Он резко вскинул голову, в его расширенных глазах появилось выражение ужаса, пальцы судорожно сжали руку араба.
— Я должен немного поспать, но обещай мне одно, друг и отец: разбуди меня, как только будет готова еда! Через час, да? Сегодня вечером я должен быть в крепости Моши! Ты мне обещаешь?
Торговец приложил руку к груди и склонил голову.
— Да, я обещаю тебе, спи спокойно. Я знаю, зачем тебе нужно быть в крепости до наступления ночи…
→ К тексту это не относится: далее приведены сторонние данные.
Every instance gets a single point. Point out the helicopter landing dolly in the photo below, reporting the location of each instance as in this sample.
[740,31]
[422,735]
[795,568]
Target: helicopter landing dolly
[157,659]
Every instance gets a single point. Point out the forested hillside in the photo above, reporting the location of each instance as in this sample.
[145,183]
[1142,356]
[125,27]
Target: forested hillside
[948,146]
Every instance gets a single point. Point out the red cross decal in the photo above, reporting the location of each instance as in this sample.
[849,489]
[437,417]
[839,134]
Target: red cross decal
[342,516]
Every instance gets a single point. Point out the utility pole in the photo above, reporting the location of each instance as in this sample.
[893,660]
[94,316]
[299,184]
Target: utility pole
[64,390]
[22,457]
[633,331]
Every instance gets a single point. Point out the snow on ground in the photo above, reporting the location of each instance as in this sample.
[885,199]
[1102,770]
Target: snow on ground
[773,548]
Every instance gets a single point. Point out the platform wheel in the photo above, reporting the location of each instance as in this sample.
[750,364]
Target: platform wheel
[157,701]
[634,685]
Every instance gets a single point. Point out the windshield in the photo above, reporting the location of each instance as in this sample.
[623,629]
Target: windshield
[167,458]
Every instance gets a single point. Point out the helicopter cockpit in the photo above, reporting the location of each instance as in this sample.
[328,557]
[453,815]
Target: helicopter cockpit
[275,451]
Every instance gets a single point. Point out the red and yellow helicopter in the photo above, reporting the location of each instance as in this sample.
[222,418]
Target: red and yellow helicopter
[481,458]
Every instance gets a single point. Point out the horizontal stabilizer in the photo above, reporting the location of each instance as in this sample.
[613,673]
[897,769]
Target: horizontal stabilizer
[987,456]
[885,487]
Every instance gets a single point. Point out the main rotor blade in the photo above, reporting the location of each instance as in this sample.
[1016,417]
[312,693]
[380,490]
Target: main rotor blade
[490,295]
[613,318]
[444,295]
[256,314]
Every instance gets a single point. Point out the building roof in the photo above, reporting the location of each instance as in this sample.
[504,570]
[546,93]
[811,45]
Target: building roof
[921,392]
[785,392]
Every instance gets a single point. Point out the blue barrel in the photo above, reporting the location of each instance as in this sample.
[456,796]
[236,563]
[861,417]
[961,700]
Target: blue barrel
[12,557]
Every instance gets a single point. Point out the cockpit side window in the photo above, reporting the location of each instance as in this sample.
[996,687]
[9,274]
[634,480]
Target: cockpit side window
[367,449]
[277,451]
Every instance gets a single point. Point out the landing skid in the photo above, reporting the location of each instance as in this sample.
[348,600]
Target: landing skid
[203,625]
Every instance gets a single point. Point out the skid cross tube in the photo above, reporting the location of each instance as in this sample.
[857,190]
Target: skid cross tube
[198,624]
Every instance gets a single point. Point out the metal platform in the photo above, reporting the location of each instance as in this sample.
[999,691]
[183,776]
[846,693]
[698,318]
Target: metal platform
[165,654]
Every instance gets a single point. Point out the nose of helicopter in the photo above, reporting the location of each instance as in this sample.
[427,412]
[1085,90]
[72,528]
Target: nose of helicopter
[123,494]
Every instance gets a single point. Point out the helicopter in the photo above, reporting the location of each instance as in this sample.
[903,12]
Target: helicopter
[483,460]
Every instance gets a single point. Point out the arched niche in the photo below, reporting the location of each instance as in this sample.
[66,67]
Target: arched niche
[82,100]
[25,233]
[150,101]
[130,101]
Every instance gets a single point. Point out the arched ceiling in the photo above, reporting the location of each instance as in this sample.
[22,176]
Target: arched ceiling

Хатако не дослушал последних слов. Он погрузился в глубокий мертвый сон.
Старик долго и безмолвно смотрел на него. Затем он подсунул ему под голову край ковра и встал. Он велел носильщикам не шуметь и не подходить к спящему. Повар, раздувавший огонь, получил приказ положить в еду масло и зажарить козью печена, которую преподнес ему на прощание Мели.
Когда все было готово, араб сам отнес Хатако еду. Одинокий луч солнца, пробравшийся через непроницаемую листву деревьев, озарил мерно вздымавшуюся грудь спящего; над его головой неутомимо и весело кружилась большая голубая бабочка. Лоб был изборожден глубокими морщинами; руки сжаты в кулаки, как будто они хотели удержать и захватить с собой в царство сна некую неотступную мысль.